Una passeggiata tra i vicoli taurianovesi osservando gli scorci del tempo
Giu 06, 2019 - Nelly Dogali
di Nelly Dogali e Giuseppe Larosa
Quando si attraversano i vicoli in un paese è come se si aprisse un dialogo con la storia. Un insieme di sguardi che si incrociano tra immagini lontanissime immerse tra i sorrisi scolpiti dal tempo. A Taurianova i profumi rimasti inebriano la mente semplicemente negli stessi istanti di un passaggio. Far parte di Taurianova, come scrisse il grande scrittore Cesare Pavese, “vuol dire non essere soli, sapere che nella gente, nelle piante, nella terra c’è qualcosa di tuo, che anche quando non ci sei resta ad aspettarti”, e così è stato. Specie quando inizi a camminare, ad osservare e resti fermo ad ammirare come il segno dell’umidità sui muri sia figlia di un tempo dell’abbandono.
Cammini lungo via Gemelli, in quel lastricato fatiscente, da rifare, pieno di cedimenti e buche, con rattoppi da vallata bellica. Lì, dove l’incuria e, forse, la costruzione non proprio a regola d’arte, ha causato ciò. C’è un angolo dove si ferma il tempo, dove le identità diventano uguali e l’età lambisce il concetto relativo dell’esistenza: vicino a una fontana sgorgante c’è un fabbricato massacrato dall’abbandono e arreso all’indifferenza, ma nessuno fa nulla. Eppure poteva diventare un concetto urbanistico del borgo per donare storicità a qualche evento, se solo ci fosse una parvenza di immaginazione creativa.
Purtroppo sono scorci di vita che vivono di istanti, ma aspirano all’immortalità. Il domani potrebbero non conoscerlo. Sono quei posti dove vige la quiete in ogni stagione, che giacciono sotto il peso del tempo che inesorabilmente li fa appassionare di umidità e di decadenza. Seppur con il vento che forte spira, la pioggia battente e il gelo, loro giacciono vivendo nell’indifferenza perpetua, in quel dimenticatoio del tempo.

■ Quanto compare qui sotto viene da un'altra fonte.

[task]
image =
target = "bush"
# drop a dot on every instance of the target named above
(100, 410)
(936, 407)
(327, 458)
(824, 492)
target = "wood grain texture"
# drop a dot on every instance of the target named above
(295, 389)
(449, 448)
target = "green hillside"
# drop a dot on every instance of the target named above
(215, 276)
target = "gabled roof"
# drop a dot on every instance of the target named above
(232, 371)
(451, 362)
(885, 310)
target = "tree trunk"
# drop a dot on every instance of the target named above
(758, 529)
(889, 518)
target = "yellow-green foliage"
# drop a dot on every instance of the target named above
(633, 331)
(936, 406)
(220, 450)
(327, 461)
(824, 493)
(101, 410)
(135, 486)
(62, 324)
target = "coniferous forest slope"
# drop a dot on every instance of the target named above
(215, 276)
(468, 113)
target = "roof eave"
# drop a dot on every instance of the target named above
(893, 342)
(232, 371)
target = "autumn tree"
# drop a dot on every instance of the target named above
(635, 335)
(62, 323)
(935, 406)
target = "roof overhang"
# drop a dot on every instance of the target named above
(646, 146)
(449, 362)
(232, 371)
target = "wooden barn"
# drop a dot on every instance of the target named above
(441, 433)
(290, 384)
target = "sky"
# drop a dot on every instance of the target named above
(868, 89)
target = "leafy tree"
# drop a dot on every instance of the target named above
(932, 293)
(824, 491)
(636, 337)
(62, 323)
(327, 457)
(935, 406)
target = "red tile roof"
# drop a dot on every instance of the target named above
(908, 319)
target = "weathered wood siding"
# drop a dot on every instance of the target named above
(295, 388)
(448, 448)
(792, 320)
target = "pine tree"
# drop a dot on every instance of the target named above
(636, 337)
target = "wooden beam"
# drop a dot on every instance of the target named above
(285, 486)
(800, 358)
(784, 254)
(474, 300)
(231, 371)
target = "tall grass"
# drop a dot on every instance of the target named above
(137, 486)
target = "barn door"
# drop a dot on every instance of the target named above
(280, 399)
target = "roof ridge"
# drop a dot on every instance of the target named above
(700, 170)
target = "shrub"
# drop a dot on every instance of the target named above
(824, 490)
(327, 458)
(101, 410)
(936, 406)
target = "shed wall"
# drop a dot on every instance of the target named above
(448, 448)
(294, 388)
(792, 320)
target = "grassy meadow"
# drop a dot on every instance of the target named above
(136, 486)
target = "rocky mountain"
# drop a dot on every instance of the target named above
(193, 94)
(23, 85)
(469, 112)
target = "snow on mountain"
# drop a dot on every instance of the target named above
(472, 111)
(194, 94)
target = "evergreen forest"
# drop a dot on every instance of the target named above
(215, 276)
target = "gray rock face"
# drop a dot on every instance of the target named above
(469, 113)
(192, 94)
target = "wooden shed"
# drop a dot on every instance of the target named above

Attraversare i vicoli di Taurianova vuol dire anche ascoltare il rumore delle posate, dei piatti che si sovrappongono insieme al vocio di persone che vivono il motto quotidiano dell’esistenza. E quando finisci di camminare, ma vorresti rifarlo nuovamente, te ne vai leggero nell’aria che accarezza un viso che ha segni della sbornia di memoria acquisita, ma la leggerezza è fisica, come se non avessi niente addosso, perché in fondo, la ricchezza della cultura, della conoscenza e della storia, sono un peso leggero.